Je dois vous avouer avoir été heureux de ne pas avoir été un mulot, je me serai
aussitôt faire gober par un des aigles qui tournaient au-dessus de nos têtes.
Pas très glamour. Je sais, Europ’ Assistance est toujours là en cas de besoin,
mais j’aurai eu du mal à paraître crédible en expliquant mon histoire. Bref, le
Potomac tel que je le connaissais, c’est-à-dire dompté et navigable n’est ainsi
qu’au abord de DC. Dès 1784, la Patowmack Company a débuté la construction de
cinq canaux pour le rendre navigable. Ce paysage de chutes est donc sa vraie
nature. Ils étaient persuadés que l’aménagement du lit du fleuve et la création
de canaux pourrait stimuler le commerce entre l’est et la vallée de l’Ohio.

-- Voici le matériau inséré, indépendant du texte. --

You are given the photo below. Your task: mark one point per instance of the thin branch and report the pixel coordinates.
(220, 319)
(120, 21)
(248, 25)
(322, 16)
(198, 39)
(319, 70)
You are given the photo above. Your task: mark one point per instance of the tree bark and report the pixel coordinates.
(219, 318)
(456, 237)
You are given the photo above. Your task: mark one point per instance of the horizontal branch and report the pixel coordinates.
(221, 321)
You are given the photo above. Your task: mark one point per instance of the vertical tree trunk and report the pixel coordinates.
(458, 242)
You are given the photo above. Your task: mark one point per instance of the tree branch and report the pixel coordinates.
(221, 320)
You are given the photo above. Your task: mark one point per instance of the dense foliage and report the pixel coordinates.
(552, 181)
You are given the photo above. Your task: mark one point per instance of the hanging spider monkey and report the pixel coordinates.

Autant vous dire tout de suite que ça n’a fonctionné que pendant les 26 années
des travaux, jusqu’en 1806. C’était sans compter sur le ferroutage et les
autoroutes qui finalement coûtaient moins cher et étaient plus rapide. Donc
gros échec de ce projet de canal inabouti qui nous permet aujourd’hui de voir
ces chutes impressionnantes.
On a donc profité du temps magnifique qui nous était
offert pour faire une ballade en forêt le long des chutes. Hummmm ça
manquait !

Baltimore, Maryland
Contrairement à mon second voyage à New York qui avait
changé mon idée sur cette ville folle, mon second voyage à Baltimore m’a
conforté dans mon idée. Il n’y a rien à voir, rien à faire. Passez votre
chemin, ne vous arrêtez pas, même à la case départ et n’empochez pas
20 000 dollars. Hormis l’aquarium qui, je le reconnais, vaut le détour et
peut être aussi le musée d’art, il n’y a strictement rien à faire à Baltimore.

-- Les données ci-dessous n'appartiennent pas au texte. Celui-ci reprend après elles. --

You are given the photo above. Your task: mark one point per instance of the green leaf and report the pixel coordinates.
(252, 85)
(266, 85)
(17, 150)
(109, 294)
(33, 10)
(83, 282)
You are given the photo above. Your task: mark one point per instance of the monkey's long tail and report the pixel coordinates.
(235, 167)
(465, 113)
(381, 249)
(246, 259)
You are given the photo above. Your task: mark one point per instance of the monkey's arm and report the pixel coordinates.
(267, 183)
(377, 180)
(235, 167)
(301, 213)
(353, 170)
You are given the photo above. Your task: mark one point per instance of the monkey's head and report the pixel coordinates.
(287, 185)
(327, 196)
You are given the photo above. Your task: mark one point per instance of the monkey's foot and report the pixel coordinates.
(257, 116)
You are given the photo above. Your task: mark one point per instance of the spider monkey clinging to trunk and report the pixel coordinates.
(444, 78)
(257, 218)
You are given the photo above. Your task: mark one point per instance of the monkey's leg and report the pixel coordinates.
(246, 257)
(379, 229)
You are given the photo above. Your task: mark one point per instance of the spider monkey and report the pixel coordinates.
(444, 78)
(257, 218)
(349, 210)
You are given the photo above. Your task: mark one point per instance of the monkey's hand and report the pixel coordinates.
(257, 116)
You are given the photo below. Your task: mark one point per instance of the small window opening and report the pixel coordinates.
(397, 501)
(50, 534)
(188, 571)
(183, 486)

Lors de ma première visite, j’avais eu la chance de bénéficier d’un temps
ensoleillé et chaud. L’histoire se répétant mais toujours avec des nuances, ce
jours-là, il n’y avait pas vraiment de soleil, ni de chaleur d’ailleurs. Ok, le
port n’est pas laid, d’accord la bute où trônait l’ancien fort permet une vue
sur la ville. Mais
hormis cela, rien. Une fois au sommet de cet butte, on se rend d’ailleurs
compte à quel point il n’y avait aucun intérêt d’y grimper. Nous en somme donc
parti, presque aussi vite que nous en sommes arrivés, c’est-à-dire bien peu
rapidement à cause des embouteillages dus à Thanksgiving Break et aux
limitations. Ayant d’ores et déjà eu une expérience avec les forces de l’ordre
de Baltimore à l’aéroport il y a quelques semaines, nous voulions éviter tout
risque. On a bien fait. Lisez la suite.
Annapolis, Maryland
C’est un peu la ville d’Anna. Problème : je ne
sais pas qui c’était bref. Annapolis est plutôt réputée pour la présence de la Naval Academy que
pour cette fameuse Anna alors, qu’elle aille au diable.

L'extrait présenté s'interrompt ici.